Following a decade of consecutive annual growth farmland values throughout Great Britain are forecast to continue their upward trend and increase on average by a further 40% over the next five years, according to research released today by Savills. This is in stark contrast to the other property success story of prime central London, which after three and a half years of considerable price rises is likely to endure a period of little or no growth next year, but total price growth of 26% by the end of 2017.

Alex Lawson Director of farms and estates comments, "It is no longer a case of one size fits all and there are now clear divergences in value between the prime quality, well located blocks of arable land and the rest, which are likely to widen further. Across all property asset classes the economic uncertainty has pushed investors towards quality and farmland is no exception. This against a backdrop of limited supply is set to continue with the best in class continuing to be bought in competition while secondary and tertiary quality land and farms may struggle to find buyers, when priced unrealistically."

 View the Diversity of market increases graph

Our forecasts for which we have three scenarios* (base, strong and weak) take into account a number of factors, which have varying degrees of influence on the farmland values.

 View the farmland forecast

Macros factors

  • The agricultural industry has suffered dramatically with lower yields and for the livestock sector higher costs due to increased housing of animals and higher consumption of forage.  Average farming incomes are estimated to be slightly lower for 2012/13. Slower growth in farmland values is forecast after 2013 as the effects of CAP reform come into play and the rise in future commodity prices is estimated to be more conservative.
  • The forecasts factor in expected growth in the residential markets in line with data from our residential research team.
  • In isolation interest rates are unlikely to have a significant effect in the short term; the consensus of opinion being that base rates will be limited to below 2% over the next five years. Rises beyond this could have an effect in combination with other business pressures.
  • During this recession farmland has been regarded as a good hedge against inflation and the high inflation rates have helped fuel demand for land. Exchange rate plays have put some pressure on overseas buyers as the pound has strengthened, which has led to a fall in the number of overseas buyers.

Supply

The volume of farmland coming to the market is crucial to our forecasts. Since 1998 the overall trend line is down although during the past decade the average annual acreage publicly marketed has been fairly static. We don't expect this scenario to change significantly but there may be some debt pressures following the extreme weather of this year and the knock-on effect in the livestock sector.  In contrast we expect continued healthy commodity prices to limit the number of good quality commercial farms that are marketed. 

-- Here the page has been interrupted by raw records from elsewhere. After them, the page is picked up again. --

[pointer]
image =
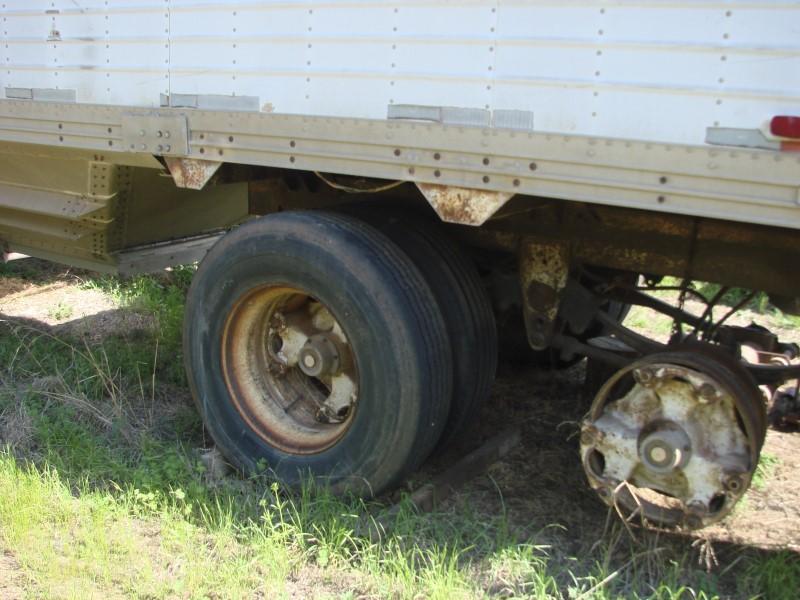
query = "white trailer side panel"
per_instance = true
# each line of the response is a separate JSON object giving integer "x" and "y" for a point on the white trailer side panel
{"x": 656, "y": 71}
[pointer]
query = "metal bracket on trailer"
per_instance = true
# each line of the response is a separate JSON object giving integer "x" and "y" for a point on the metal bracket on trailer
{"x": 156, "y": 133}
{"x": 155, "y": 257}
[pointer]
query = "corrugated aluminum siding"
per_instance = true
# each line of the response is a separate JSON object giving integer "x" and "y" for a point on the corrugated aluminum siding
{"x": 658, "y": 70}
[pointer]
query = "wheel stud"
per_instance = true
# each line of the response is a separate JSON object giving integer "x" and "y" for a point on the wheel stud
{"x": 319, "y": 357}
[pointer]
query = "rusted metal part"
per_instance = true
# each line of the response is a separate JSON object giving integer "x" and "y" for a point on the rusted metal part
{"x": 674, "y": 438}
{"x": 463, "y": 206}
{"x": 543, "y": 274}
{"x": 725, "y": 252}
{"x": 289, "y": 369}
{"x": 191, "y": 173}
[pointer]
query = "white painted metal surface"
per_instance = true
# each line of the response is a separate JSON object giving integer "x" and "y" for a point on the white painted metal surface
{"x": 660, "y": 71}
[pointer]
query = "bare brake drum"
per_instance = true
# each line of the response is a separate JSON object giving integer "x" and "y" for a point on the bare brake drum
{"x": 674, "y": 438}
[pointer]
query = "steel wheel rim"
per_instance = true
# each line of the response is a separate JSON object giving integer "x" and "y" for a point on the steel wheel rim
{"x": 262, "y": 349}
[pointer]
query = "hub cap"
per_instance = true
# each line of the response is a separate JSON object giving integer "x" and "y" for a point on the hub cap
{"x": 289, "y": 368}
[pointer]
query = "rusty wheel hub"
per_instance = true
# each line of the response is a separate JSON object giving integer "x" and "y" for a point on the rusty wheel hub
{"x": 290, "y": 370}
{"x": 674, "y": 438}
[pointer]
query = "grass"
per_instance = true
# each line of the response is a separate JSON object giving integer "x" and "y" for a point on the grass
{"x": 766, "y": 468}
{"x": 103, "y": 492}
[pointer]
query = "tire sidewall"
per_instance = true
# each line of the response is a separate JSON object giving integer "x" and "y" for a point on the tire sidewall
{"x": 384, "y": 425}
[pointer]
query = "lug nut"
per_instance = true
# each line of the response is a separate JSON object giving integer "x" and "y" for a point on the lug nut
{"x": 708, "y": 392}
{"x": 587, "y": 437}
{"x": 733, "y": 482}
{"x": 643, "y": 376}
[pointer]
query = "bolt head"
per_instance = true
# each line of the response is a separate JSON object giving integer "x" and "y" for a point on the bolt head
{"x": 733, "y": 482}
{"x": 643, "y": 376}
{"x": 708, "y": 392}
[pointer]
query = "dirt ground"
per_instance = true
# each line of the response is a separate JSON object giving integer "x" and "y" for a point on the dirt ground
{"x": 540, "y": 484}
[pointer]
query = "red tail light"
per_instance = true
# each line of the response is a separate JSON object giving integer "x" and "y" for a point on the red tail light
{"x": 786, "y": 127}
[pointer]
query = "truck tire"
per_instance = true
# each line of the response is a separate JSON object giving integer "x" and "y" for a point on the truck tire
{"x": 465, "y": 306}
{"x": 282, "y": 313}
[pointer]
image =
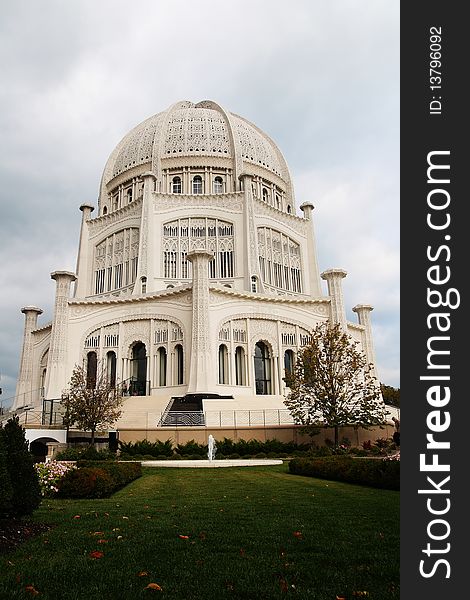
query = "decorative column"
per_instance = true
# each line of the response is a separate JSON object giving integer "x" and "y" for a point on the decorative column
{"x": 363, "y": 313}
{"x": 84, "y": 258}
{"x": 24, "y": 387}
{"x": 335, "y": 291}
{"x": 250, "y": 237}
{"x": 201, "y": 370}
{"x": 147, "y": 236}
{"x": 314, "y": 279}
{"x": 56, "y": 377}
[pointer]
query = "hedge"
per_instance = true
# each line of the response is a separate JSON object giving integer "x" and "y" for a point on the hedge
{"x": 364, "y": 471}
{"x": 97, "y": 479}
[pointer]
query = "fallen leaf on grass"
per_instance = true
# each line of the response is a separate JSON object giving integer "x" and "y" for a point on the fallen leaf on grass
{"x": 31, "y": 590}
{"x": 153, "y": 586}
{"x": 283, "y": 584}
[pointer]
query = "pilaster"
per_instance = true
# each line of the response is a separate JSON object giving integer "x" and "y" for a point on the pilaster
{"x": 312, "y": 263}
{"x": 201, "y": 371}
{"x": 56, "y": 378}
{"x": 83, "y": 259}
{"x": 335, "y": 291}
{"x": 25, "y": 395}
{"x": 363, "y": 313}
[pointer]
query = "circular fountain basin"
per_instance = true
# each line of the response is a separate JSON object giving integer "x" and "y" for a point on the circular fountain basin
{"x": 239, "y": 462}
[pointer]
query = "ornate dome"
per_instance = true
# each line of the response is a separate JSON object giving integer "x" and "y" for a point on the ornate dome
{"x": 188, "y": 134}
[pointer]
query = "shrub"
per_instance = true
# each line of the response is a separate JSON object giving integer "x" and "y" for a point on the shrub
{"x": 26, "y": 493}
{"x": 144, "y": 447}
{"x": 86, "y": 482}
{"x": 98, "y": 479}
{"x": 50, "y": 475}
{"x": 372, "y": 472}
{"x": 85, "y": 453}
{"x": 192, "y": 447}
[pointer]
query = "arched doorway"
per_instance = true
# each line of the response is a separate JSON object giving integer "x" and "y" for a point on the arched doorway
{"x": 138, "y": 384}
{"x": 91, "y": 369}
{"x": 262, "y": 369}
{"x": 111, "y": 368}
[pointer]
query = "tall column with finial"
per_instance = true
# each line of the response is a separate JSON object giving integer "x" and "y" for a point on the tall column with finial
{"x": 57, "y": 377}
{"x": 363, "y": 313}
{"x": 84, "y": 258}
{"x": 313, "y": 277}
{"x": 201, "y": 370}
{"x": 335, "y": 291}
{"x": 26, "y": 394}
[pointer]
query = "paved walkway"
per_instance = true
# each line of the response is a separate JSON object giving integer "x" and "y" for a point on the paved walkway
{"x": 247, "y": 462}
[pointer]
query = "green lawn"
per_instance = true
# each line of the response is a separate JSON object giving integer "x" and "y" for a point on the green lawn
{"x": 255, "y": 533}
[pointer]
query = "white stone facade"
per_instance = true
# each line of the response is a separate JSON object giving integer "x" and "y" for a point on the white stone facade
{"x": 196, "y": 276}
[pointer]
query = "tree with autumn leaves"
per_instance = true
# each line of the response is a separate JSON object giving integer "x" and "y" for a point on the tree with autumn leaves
{"x": 332, "y": 385}
{"x": 92, "y": 404}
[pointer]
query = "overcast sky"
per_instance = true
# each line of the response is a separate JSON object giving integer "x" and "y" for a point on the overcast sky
{"x": 319, "y": 77}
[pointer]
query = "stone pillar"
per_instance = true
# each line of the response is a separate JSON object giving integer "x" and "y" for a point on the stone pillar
{"x": 57, "y": 376}
{"x": 201, "y": 371}
{"x": 24, "y": 388}
{"x": 335, "y": 291}
{"x": 363, "y": 313}
{"x": 312, "y": 273}
{"x": 250, "y": 237}
{"x": 82, "y": 287}
{"x": 147, "y": 236}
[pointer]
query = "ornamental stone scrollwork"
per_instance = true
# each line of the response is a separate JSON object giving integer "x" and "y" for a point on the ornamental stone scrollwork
{"x": 128, "y": 215}
{"x": 231, "y": 202}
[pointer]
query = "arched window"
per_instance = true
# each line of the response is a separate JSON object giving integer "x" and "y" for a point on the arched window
{"x": 138, "y": 385}
{"x": 223, "y": 364}
{"x": 289, "y": 362}
{"x": 262, "y": 369}
{"x": 161, "y": 362}
{"x": 91, "y": 366}
{"x": 111, "y": 368}
{"x": 176, "y": 186}
{"x": 197, "y": 184}
{"x": 240, "y": 368}
{"x": 179, "y": 364}
{"x": 218, "y": 185}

 View the supply of farms chart

Demand

We have over £6billion worth of funds from registered buyers looking to invest in farmland with a strong bias towards good commercial arable farms with investment returns and tax benefits being the key drivers.

Cash remains the predominant means of purchase providing the principle funds in three-quarters of all transactions, while the debt-funded purchase has been steady since 2006, which is perhaps surprising given the availability of cheap money.

Ian Bailey head of rural research comments, "The short to medium term outlook for farmland values remains a positive one, although the rate of growth will become increasingly varied depending upon land type, location and the economics of simply supply and demand. At a wider level the fundamentals supporting global values are strong; land is a finite resource coming under increasing pressure for food, fuel, development and infrastructure."

Our Scenarios

* Base - This is our average forecast and factors in increased futures wheat price in 2013 (£218 per tonne) with trend wheat prices going forward but below the high's experienced now. Reduced wheat yield in 2012 (7.5t/ha) due to weather (approx. 1 tonne per ha lower) is included. Lower subsidies are not likely to kick in until 2014. Includes a steady level of overall farm profitability ironing out any differences between sectors. Prime residential forecasts are factored in and we expect fairly steady supply

Strong - This scenario illustrates the potential growth for good commercial arable and the best dairy farms. It enhances profitability to reflect top performers in the arable sector who are likely to compete with investors for a limited supply of suitable farms.

Weak - This scenario illustrates potential weakness in the market for livestock farms which often have a significant residential component of the total value. It factors weak profitability pressure, resulting in more debt related supply resulting in weaker demand for these more 'residential/amenity' farms. We anticipate significant recovery will be linked to residential markets and more certain economic times and therefore could be several years off.